The flowchart and block diagrams in the Figures illustrate the architecture, functionality, and operation of possible implementations of systems, methods, and computer program products according to various embodiments of the present disclosed subject matter. In this regard, each block in the flowchart or block diagrams may represent a module, segment, or portion of instructions, which comprises one or more executable instructions for implementing the specified logical function(s). In some alternative implementations, the functions noted in the block may occur out of the order noted in the figures. For example, two blocks shown in succession may, in fact, be executed substantially concurrently, or the blocks may sometimes be executed in the reverse order, depending upon the functionality involved. It will also be noted that each block of the block diagrams and/or flowchart illustration, and combinations of blocks in the block diagrams and/or flowchart illustration, can be implemented by special purpose hardware-based systems that perform the specified functions or acts or carry out combinations of special purpose hardware and computer instructions.

The terminology used herein is for the purpose of describing particular embodiments only and is not intended to be limiting of the disclosed subject matter. As used herein, the singular forms “a”, “an” and “the” are intended to include the plural forms as well, unless the context clearly indicates otherwise. It will be further understood that the terms “comprises” and/or “comprising,” when used in this specification, specify the presence of stated features, integers, steps, operations, elements, and/or components, but do not preclude the presence or addition of one or more other features, integers, steps, operations, elements, components, and/or groups thereof.

The corresponding structures, materials, acts, and equivalents of all means or step plus function elements in the claims below are intended to include any structure, material, or act for performing the function in combination with other claimed elements as specifically claimed.
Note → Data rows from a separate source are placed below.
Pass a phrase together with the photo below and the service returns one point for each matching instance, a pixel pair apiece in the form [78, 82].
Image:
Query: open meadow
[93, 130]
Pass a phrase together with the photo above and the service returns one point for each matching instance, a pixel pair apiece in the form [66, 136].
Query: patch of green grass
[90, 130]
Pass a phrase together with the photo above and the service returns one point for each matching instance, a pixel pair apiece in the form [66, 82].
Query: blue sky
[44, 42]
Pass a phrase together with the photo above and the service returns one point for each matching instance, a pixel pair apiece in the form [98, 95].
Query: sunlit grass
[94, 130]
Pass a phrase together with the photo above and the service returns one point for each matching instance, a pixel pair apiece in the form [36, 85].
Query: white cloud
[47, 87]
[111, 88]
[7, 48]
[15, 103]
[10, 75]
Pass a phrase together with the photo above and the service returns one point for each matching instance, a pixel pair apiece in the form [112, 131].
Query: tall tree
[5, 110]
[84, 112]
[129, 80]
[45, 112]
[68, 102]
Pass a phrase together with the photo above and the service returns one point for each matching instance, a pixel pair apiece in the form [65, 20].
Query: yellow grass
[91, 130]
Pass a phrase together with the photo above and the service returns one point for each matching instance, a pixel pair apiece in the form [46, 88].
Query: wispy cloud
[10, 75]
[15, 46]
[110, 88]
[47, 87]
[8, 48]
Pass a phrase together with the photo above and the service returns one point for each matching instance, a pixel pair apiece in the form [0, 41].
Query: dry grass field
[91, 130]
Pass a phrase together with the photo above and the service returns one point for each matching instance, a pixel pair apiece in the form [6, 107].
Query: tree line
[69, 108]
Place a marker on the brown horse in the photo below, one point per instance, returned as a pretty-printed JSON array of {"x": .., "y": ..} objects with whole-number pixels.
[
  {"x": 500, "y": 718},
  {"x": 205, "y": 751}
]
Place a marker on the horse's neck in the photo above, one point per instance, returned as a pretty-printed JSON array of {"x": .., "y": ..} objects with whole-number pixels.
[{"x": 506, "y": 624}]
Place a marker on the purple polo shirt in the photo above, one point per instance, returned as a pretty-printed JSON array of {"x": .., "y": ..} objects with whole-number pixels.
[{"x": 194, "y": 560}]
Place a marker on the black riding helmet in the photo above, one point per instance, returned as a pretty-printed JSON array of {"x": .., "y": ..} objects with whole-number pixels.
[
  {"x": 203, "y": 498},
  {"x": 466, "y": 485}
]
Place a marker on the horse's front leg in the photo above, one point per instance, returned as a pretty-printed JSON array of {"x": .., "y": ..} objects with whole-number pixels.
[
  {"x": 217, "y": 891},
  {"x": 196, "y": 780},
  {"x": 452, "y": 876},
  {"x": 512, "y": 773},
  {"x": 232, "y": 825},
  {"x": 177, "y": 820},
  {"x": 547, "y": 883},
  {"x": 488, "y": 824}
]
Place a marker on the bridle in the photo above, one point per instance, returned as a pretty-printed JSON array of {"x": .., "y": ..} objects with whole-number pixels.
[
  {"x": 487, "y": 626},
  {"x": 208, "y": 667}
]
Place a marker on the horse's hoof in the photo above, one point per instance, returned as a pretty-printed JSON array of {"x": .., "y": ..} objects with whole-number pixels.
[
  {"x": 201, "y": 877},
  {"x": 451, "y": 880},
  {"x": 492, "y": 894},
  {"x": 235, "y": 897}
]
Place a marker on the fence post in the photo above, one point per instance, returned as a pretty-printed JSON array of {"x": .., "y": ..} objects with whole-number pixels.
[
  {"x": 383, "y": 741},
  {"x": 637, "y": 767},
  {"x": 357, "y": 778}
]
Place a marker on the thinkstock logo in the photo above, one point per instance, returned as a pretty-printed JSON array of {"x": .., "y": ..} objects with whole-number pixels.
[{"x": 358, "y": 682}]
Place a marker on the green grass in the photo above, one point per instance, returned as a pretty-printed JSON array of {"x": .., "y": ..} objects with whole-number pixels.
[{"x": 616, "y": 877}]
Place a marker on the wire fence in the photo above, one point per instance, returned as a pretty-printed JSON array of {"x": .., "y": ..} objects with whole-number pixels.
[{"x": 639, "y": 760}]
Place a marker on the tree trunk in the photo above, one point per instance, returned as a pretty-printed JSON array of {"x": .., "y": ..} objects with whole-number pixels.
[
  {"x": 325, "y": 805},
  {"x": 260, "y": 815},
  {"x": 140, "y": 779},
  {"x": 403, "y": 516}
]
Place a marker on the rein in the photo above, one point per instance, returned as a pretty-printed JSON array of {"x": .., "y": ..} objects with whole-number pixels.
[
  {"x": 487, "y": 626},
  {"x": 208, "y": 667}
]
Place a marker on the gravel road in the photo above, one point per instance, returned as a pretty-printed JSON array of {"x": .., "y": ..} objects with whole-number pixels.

The description of the present disclosed subject matter has been presented for purposes of illustration and description but is not intended to be exhaustive or limited to the disclosed subject matter in the form disclosed. Many modifications and variations will be apparent to those of ordinary skill in the art without departing from the scope and spirit of the disclosed subject matter. The embodiment was chosen and described in order to best explain the principles of the disclosed subject matter and the practical application, and to enable others of ordinary skill in the art to understand the disclosed subject matter for various embodiments with various modifications as are suited to the particular use contemplated.